STRIDE is an extremely simple technique for predicting variable names and variable types in decompiled code using N-grams. We found that it is possible to learn the context in which variables appear (i.e. the surrounding tokens) in a large training corpus, then at inference time identify variables which appear in the same contexts. Think IDA FLIRT, but we're predicting variable types/names instead of functions and we're working with decompiler tokens (i.e. code tokens) instead of bytes.
In our evaluation, STRIDE achieved SOTA performance at variable renaming and retyping on three C/C++ datasets while also being much faster than recent transformer-based approaches, without requiring a GPU. In a CPU-only head-to-head, STRIDE is >40x faster than VarBERT and >210x faster than DIRTY. When the other systems are provided a NVIDIA L4 GPU, STRIDE is still >5x faster than VarBERT and >25x faster than DIRTY.
Check out our recent paper (https://arxiv.org/abs/2407.02733) for a detailed description of the approach and comprehensive evaluation with existing techniques. Below you will find an abbreviated explanation of the approach and details on running our research prototype.

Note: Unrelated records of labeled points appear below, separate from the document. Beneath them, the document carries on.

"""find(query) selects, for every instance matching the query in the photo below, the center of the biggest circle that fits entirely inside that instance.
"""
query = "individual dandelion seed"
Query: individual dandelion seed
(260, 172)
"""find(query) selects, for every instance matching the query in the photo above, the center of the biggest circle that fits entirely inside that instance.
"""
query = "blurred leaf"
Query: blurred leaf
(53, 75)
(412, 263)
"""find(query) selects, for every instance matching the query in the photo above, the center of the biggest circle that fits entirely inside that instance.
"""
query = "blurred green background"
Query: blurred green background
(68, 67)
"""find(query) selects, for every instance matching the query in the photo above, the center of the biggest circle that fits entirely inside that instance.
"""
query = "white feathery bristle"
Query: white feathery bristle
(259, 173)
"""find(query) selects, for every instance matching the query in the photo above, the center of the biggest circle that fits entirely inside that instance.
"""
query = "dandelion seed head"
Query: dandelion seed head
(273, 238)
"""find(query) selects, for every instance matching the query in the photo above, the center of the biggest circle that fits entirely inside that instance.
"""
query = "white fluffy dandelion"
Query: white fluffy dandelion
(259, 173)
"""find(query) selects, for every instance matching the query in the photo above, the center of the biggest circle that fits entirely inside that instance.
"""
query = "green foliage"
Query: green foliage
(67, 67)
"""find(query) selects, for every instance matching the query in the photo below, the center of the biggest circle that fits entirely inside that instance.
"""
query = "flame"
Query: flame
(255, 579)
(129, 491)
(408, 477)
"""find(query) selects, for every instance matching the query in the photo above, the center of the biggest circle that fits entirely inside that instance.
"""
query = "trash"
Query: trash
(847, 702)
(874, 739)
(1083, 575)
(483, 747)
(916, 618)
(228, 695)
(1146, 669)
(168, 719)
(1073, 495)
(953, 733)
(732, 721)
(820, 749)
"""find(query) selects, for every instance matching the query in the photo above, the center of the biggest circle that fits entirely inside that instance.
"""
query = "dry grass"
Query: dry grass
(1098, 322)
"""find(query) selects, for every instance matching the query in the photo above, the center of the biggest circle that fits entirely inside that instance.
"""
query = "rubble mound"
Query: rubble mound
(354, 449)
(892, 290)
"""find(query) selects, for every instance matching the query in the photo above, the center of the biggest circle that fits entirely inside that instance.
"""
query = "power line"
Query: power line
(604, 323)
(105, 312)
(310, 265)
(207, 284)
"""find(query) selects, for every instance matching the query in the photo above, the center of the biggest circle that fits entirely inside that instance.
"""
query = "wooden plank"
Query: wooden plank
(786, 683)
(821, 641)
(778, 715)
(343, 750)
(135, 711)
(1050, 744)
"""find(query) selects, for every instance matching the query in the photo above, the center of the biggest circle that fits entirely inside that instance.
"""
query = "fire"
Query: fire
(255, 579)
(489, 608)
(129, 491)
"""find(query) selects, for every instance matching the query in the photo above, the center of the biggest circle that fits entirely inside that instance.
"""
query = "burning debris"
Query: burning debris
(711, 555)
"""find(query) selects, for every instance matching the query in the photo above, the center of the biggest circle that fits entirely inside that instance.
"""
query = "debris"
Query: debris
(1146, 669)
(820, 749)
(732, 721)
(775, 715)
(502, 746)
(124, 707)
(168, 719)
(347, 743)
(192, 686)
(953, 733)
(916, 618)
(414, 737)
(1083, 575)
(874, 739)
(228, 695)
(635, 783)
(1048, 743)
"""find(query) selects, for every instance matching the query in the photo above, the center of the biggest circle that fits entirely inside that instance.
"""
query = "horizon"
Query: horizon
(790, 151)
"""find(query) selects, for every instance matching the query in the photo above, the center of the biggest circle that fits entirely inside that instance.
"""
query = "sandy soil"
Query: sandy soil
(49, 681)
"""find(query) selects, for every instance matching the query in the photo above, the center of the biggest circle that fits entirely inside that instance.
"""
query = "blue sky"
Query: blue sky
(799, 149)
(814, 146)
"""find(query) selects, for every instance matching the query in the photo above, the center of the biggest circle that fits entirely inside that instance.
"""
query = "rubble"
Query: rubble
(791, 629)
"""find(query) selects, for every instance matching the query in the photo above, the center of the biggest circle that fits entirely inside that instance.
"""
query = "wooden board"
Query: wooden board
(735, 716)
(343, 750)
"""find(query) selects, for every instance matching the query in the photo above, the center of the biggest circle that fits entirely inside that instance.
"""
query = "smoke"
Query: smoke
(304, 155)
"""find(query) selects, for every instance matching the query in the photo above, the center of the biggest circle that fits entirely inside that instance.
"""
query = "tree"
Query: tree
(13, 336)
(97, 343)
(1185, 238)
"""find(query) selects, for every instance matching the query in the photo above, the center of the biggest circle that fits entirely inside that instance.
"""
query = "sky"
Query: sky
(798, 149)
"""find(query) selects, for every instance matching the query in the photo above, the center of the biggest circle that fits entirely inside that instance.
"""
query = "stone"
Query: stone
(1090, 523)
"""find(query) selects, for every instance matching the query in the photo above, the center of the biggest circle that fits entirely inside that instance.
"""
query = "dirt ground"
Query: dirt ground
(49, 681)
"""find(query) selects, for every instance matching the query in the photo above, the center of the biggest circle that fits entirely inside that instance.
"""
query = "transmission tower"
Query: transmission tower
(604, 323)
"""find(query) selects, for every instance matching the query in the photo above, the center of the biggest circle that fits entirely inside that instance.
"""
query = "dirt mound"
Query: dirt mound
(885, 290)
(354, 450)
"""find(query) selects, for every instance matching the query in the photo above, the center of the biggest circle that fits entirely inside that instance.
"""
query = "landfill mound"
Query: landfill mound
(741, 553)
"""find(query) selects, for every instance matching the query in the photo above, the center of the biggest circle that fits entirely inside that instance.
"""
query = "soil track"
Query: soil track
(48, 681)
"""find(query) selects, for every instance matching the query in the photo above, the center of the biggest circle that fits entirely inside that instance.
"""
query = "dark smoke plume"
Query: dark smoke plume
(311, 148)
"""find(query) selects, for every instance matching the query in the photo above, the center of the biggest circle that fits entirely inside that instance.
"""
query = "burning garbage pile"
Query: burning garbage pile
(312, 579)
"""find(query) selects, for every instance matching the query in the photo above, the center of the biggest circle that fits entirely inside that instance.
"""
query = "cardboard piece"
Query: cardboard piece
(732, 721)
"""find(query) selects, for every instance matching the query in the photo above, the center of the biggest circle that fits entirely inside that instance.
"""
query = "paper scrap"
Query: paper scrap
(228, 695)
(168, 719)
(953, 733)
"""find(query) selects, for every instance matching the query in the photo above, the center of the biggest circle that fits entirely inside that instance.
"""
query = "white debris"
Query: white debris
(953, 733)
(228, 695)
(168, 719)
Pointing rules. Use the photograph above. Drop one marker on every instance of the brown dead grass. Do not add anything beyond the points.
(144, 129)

When human reverse engineers look at a stripped binary and try to figure out what types and names to assign to variables, the most important feature is observing how the variables are being used. For example, a variable that appears in code like open(x, ...)
is probably a fd
. A variable that appears in a loop like this: for (; x != NULL; x = *x)

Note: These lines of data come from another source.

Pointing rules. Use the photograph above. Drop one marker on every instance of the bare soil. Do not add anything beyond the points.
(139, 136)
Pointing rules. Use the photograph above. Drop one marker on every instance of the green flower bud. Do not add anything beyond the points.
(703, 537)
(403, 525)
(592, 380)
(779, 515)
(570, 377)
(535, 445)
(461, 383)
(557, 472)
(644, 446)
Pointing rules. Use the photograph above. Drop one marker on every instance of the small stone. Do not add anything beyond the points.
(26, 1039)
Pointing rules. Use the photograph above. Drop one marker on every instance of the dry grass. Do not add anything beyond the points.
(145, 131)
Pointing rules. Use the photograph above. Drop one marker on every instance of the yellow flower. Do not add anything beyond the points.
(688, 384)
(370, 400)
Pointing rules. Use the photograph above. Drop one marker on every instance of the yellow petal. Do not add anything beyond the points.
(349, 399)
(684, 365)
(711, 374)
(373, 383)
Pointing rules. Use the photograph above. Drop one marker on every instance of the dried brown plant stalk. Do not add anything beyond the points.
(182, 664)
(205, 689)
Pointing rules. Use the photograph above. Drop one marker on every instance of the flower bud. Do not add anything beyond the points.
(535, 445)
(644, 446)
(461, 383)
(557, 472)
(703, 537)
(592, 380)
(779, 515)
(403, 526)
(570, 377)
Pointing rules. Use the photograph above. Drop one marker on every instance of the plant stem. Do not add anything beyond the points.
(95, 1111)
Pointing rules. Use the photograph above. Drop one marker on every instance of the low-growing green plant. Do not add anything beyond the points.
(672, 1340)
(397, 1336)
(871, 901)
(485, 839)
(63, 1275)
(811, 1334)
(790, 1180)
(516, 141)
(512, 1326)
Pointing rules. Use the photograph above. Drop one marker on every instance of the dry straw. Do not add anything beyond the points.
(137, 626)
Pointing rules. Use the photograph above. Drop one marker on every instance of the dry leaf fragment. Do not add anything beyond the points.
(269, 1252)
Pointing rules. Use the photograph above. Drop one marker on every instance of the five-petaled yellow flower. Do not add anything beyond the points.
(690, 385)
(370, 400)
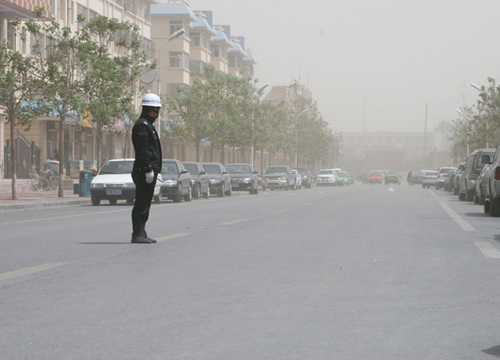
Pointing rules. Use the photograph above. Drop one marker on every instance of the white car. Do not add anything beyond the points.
(327, 177)
(114, 182)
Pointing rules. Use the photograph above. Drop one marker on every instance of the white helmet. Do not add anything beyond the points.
(152, 100)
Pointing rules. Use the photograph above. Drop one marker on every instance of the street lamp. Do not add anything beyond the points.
(174, 36)
(259, 92)
(296, 134)
(466, 127)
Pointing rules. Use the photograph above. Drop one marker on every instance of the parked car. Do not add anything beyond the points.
(298, 179)
(429, 178)
(220, 179)
(176, 182)
(492, 196)
(473, 166)
(199, 179)
(417, 177)
(392, 177)
(376, 178)
(327, 177)
(278, 177)
(244, 178)
(307, 178)
(442, 176)
(114, 182)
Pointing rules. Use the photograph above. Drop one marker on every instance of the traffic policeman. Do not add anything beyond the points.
(147, 165)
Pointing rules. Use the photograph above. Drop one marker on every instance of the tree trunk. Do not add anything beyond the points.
(60, 186)
(13, 155)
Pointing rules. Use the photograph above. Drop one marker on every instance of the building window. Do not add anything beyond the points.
(195, 39)
(196, 67)
(11, 37)
(146, 12)
(215, 49)
(179, 59)
(175, 25)
(81, 11)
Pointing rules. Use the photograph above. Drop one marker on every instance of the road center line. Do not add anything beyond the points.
(30, 270)
(488, 250)
(233, 222)
(173, 236)
(457, 218)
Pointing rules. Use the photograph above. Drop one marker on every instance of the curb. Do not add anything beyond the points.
(42, 205)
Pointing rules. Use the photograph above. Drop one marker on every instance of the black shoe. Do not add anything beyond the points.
(140, 240)
(152, 241)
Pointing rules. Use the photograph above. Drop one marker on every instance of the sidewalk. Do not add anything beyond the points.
(32, 200)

is probably a linked list (where *x
represents x->next
). A variable that appears in code like this:
if (*x > *(x+8)) {
*(x+16) + ((*x) * 8) = ...
*x += 1;
}
is probably some sort of vec
structure:
struct {
uint64_t size; // (x)
uint64_t capacity; // (x+8)
void *data; // (x+16)
}
While it is possible to define complex static analysis techniques that identify these types of patterns (and indeed this has been done to moderate extent) -- humans take a more approximate strategy, guessing structures and types that seem to match the observed patterns, even if these guesses are not 100% sound.
STRIDE performs this type of human-centric pattern recognition automatically using a simple N-gram technique. In short, we first consume a large corpus of training data consisting of decompiled code where the variables and types have known names.
Next, we look at the sequences of tokens to the left and the right of each place the variable appears in the decompilation. These N-gram sequences map to the most frequent variable type or name we've seen in that context.
At runtime, when looking at a new piece of code, we check if any of the sequences to the left and right of these variables map to sequences we've seen before in the training data. If we find a variable that appears in exactly the same context it probably has the same type and name as the one we saw before (especially if we're able to match a very long sequence of tokens).
For STRIDE, we sprinkle a little bit of post-processing on top in order to compute scores across a whole function (where variables appear multiple times) and generated weighted predictions. We also implement a more efficient hash-based N-gram lookup that enables fast predictions.
Can it work with other languages / other decompilers / other architectures / different optimization levels?
We tested STRIDE on decompiled x86 C/C++ code in Ghidra and IDA Pro from O0-O3. However, nothing about the approach is language-, architecture-, or decompiler-specific. As long as you train the model on a dataset constructed in the same way, it should probably work. However, because the model is explicitly matching N-gram sequences, a model trained on Ghidra probably won't transfer to IDA Pro because the decompiler token formatting is quite different.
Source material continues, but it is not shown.